Personal information
- Born: 9 March 2009 (age 17)

Sport
- Sport: Swimming
- Strokes: Breaststroke
- Club: Albury Amateur Swim Club

Medal record
Women's swimming
Representing Australia
World Championships (LC)
| Silver medal – second place | 2025 Singapore | 4×100 m medley |
Commonwealth Games
| Gold medal – first place | 2026 Glasgow | 4×100 m medley |
| Silver medal – second place | 2026 Glasgow | 50 m breaststroke |
| Bronze medal – third place | 2026 Glasgow | 100 m breaststroke |

= Sienna Toohey =

Australian swimmer

Sienna Rose Toohey (born 9 March 2009) is an Australian swimmer. She qualified for the 2025 World Aquatics Championships in two events.

==Biography==
Toohey is from Albury, New South Wales. She has two brothers and her father, Damian, is the principal at Albury High School, where Toohey attends. She started swimming because she wanted to play water polo, before deciding to focus solely on swimming. She is a member of the Albury Amateur Swim Club. Albury has no indoor swimming facilities, and thus Toohey trained "outdoors in all weather conditions".

In 2023, at age 14, Toohey broke five records at the School Sports Australia Championships. She competed at the 2024 Australian Swimming Trials and won the bronze medal in the 100m breaststroke with a time of 1:07.01, breaking the 24-year-old record in her age group held by Leisel Jones, while narrowly missing qualification to the 2024 Summer Olympics by less than a tenth of a second. In August 2024, she competed at the 2024 Junior Pan Pacific Swimming Championships, winning a silver medal in the 100m breaststroke.

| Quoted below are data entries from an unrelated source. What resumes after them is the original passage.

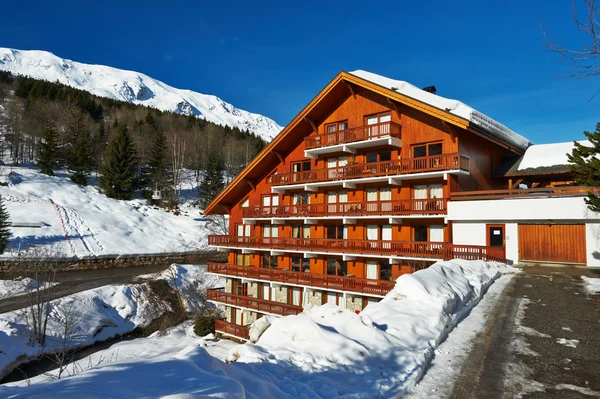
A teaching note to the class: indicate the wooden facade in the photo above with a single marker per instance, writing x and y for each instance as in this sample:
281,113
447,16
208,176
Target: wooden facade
351,195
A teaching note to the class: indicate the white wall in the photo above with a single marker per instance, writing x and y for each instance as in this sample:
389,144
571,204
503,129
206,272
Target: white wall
521,209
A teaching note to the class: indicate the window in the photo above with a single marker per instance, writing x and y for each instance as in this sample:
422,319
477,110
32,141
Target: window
269,262
429,149
302,166
420,232
336,267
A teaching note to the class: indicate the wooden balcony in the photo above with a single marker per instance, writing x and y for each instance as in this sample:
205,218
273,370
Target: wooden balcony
543,192
435,163
232,329
370,132
400,249
430,206
374,287
260,305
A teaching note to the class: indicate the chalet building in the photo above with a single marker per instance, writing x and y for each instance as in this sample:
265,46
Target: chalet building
375,178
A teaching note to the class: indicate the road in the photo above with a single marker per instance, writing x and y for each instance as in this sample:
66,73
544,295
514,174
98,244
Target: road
70,282
541,340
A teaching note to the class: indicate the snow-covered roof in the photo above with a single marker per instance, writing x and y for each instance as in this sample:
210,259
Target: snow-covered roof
548,155
455,107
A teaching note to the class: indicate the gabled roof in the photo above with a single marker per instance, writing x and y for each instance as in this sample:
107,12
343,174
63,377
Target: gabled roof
450,111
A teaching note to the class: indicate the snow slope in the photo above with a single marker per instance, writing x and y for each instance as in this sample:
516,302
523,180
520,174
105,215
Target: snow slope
325,352
102,312
452,106
80,221
133,87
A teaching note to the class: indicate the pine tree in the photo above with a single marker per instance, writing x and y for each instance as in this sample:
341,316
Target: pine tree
585,165
80,159
119,173
48,155
4,227
157,163
212,184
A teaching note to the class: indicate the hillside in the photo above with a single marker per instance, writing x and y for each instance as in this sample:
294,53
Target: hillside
81,221
135,88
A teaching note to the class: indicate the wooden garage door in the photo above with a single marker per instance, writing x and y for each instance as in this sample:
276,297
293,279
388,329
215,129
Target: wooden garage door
552,242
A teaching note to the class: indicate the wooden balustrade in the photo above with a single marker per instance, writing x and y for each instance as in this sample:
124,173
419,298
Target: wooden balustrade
432,163
565,191
232,329
375,287
249,302
429,206
410,249
385,129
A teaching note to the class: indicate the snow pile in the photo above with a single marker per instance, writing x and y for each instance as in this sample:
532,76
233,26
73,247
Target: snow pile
592,285
133,87
102,313
81,221
325,352
453,106
386,348
548,155
20,286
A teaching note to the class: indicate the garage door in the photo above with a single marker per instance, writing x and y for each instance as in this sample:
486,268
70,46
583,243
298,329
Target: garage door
552,243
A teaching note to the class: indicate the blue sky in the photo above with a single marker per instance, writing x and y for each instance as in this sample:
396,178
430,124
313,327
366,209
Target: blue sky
272,57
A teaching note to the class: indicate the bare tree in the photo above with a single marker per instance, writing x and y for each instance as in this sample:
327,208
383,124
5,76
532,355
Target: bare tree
584,61
68,316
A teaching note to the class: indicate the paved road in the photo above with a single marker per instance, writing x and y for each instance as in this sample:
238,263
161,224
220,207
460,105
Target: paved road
70,282
542,340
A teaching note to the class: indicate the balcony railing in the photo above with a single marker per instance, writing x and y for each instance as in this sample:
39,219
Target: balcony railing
380,130
429,206
433,163
565,191
232,329
410,249
375,287
259,305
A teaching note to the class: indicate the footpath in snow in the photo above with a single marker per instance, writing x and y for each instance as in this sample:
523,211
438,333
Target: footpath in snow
323,352
71,220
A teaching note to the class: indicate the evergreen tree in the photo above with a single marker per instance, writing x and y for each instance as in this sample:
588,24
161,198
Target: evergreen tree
80,159
157,163
48,155
585,165
4,226
212,183
120,168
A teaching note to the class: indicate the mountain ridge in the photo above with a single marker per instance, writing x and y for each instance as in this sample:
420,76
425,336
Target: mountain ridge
133,87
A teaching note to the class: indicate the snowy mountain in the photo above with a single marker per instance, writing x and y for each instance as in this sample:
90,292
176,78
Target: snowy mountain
133,87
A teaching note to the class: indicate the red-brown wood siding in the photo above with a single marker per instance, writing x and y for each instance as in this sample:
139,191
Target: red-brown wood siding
552,243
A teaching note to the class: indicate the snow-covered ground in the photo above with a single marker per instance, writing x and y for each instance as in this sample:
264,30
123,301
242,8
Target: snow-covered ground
101,313
20,286
592,285
133,87
81,221
324,352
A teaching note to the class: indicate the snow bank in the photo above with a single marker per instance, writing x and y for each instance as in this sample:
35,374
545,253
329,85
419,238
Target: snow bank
592,285
20,286
325,352
102,313
548,155
81,221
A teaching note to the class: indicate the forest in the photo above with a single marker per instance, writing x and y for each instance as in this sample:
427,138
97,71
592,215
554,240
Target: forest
56,126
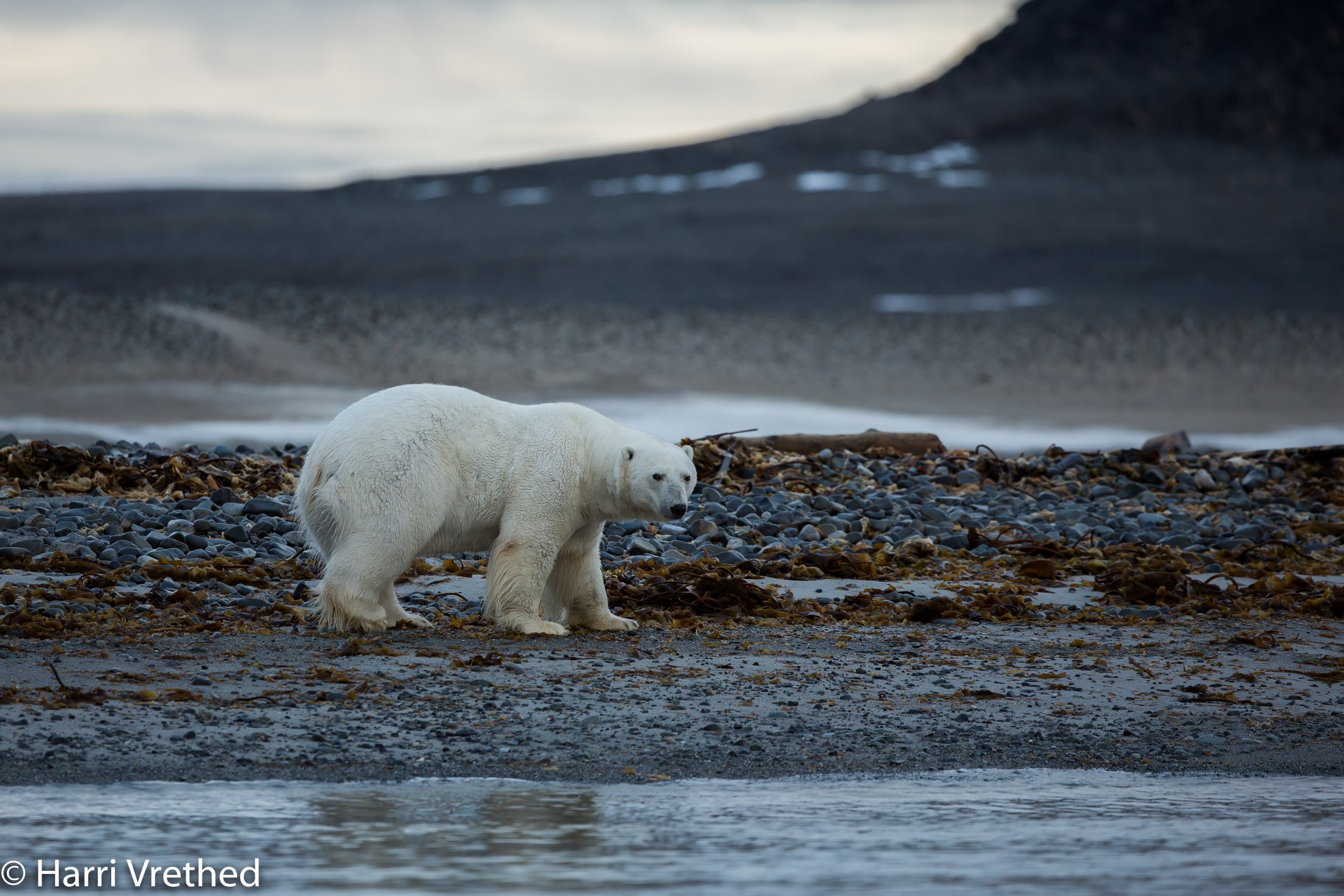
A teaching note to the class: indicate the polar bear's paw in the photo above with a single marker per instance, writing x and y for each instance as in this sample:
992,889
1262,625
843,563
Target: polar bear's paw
525,625
414,618
609,624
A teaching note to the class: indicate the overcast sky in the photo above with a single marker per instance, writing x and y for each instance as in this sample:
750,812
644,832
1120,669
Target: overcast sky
106,93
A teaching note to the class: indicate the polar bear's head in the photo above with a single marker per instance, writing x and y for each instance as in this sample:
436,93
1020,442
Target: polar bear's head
659,477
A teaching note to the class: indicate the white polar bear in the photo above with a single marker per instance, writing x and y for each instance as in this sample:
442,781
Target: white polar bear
432,469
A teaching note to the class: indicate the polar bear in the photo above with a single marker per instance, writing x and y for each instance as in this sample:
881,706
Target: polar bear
432,469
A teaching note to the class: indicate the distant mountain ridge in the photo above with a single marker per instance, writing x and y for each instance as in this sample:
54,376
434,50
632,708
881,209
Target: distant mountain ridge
1264,75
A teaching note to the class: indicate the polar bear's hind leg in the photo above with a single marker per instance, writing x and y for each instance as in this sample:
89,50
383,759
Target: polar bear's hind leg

At the 2025 Australian Age Championships, Toohey won four gold medals and set two national records in her age group, earning selection to the World Junior Championships. She spent six weeks training in Canberra away from her family in preparation for the 2025 Australian Swimming Trials. There, she set a personal best in the 100m with a time of 1:06.55, finishing first and thus qualifying for the 2025 World Aquatics Championships.